2020 Democrats play nice now, but soon enough they’ll turn nasty

In public, Democrats eyeing a presidential run are playing down their prospects and hinting that an announcement may or may not come after the holiday season. But behind the scenes, potential candidates are running around with their hair on fire planning the logistics of a national campaign and working the line to grab top-notch talent.

This only means one thing: in less than two months, Americans will be saturated with aspiring Democrats making their pitches about why America needs a new person in the White House and why the country needs to go in a new direction.

In fact, Americans have already seen a preview of the messaging.

The Democratic Party is highly unified on taking down President Trump – they just can’t agree on how to do it. Should a presidential candidate give Trump a taste of his own medicine, rhetorically punching him in the jaw and kicking him in the kneecaps with New York-style bravado? Or does the party embrace Michelle Obama’s “when they go low, we go high” mantra, reminding voters about the country’s better angels? Can a candidate find a narrow way to meet in the middle of those two approaches?

At this early stage in the 2020 Democratic primary (yes, it’s happening even before presumptive candidates have declared their candidacies), the unifier message is prominent. Sen. Cory Booker, D-N.J., is glad-handing New Hampshire political bigwigs and delivering remarks about how the country is in dire need for an uplifting from the gutter. “This country has enough hate, enough bigotry, enough anti-Semitism,” Booker told a room-full of party officials in Manchester last week. “What we need now is courageous actors who call to the conscience of our country a higher moral imagination, who call for a revival of civic grace.”

Former Vice President Joe Biden, pondering his own run, spent part of his address at the National Constitution Center last month decrying the ugliness of American politics. In Biden’s view, the tone is just too nasty, too coarse, too undistinguished: “Think how demeaning our politics has become in terms of how we talk about one another.”

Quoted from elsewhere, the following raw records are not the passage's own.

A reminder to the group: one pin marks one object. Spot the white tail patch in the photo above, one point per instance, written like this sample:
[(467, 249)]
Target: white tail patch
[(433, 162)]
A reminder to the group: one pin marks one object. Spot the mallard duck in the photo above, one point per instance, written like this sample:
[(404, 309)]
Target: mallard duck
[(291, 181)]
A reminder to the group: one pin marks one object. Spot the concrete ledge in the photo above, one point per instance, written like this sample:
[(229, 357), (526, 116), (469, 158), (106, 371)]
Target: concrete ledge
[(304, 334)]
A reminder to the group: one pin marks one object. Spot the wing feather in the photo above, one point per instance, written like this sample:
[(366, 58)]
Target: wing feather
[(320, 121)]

Rep. John Delaney, D-Md., who most people outside of his congressional district have never heard of, is playing the part of Mr. Bipartisanship. The nation, he surmised, can only get consequential things done if Republicans and Democrats stop yelling at each other and start working with one another.

Democrats, in short, are for the most part trying to sell themselves as responsible and respectable professionals who have no interest in using Trump-like tactics. Michael Avenatti, the one man who was gritting his teeth in anticipation of a cage match with Trump, took himself out of the running.

The public, however, aren’t fools. They’ve been around the block and have witnessed this kind of posturing before. There are countless races where presidential contenders commit themselves to a clean and honorable campaign, only to degenerate into hungry predators.

As much as we cry about the nature of today’s political environment, politics has never been that clean to begin with. Politicians who want to be president can’t survive without digging up dirt on your opponent, running negative ads on television, or leveling harsh broadsides during televised debates. The candidate who plays Mr. Nice Guy is either forgotten at the end of the night by post-debate commentators or is surpassed by the more aggressive people on the stage.

Trump single-handedly changed the way the game is played. If politics was always a mean business, it’s now a dog-eat-dog profession. The squeaky-clean candidate is now thought of as weak, unable or unwilling to do what he or she needs to do to stay in the conversation. Former Florida Gov. Jeb Bush and Ohio Gov. John Kasich discovered this early in the 2016 GOP primary; Sen. Marco Rubio’s attempt to turn into Trump flopped because he tried to act like the young statesman in the primary’s opening months.

As the 2020 Democratic presidential primary goes on, those running will invariably turn into attack dogs. It’s the nature of the beast. Like it or not, this is what politics has become. In fact, it’s what politics has always been.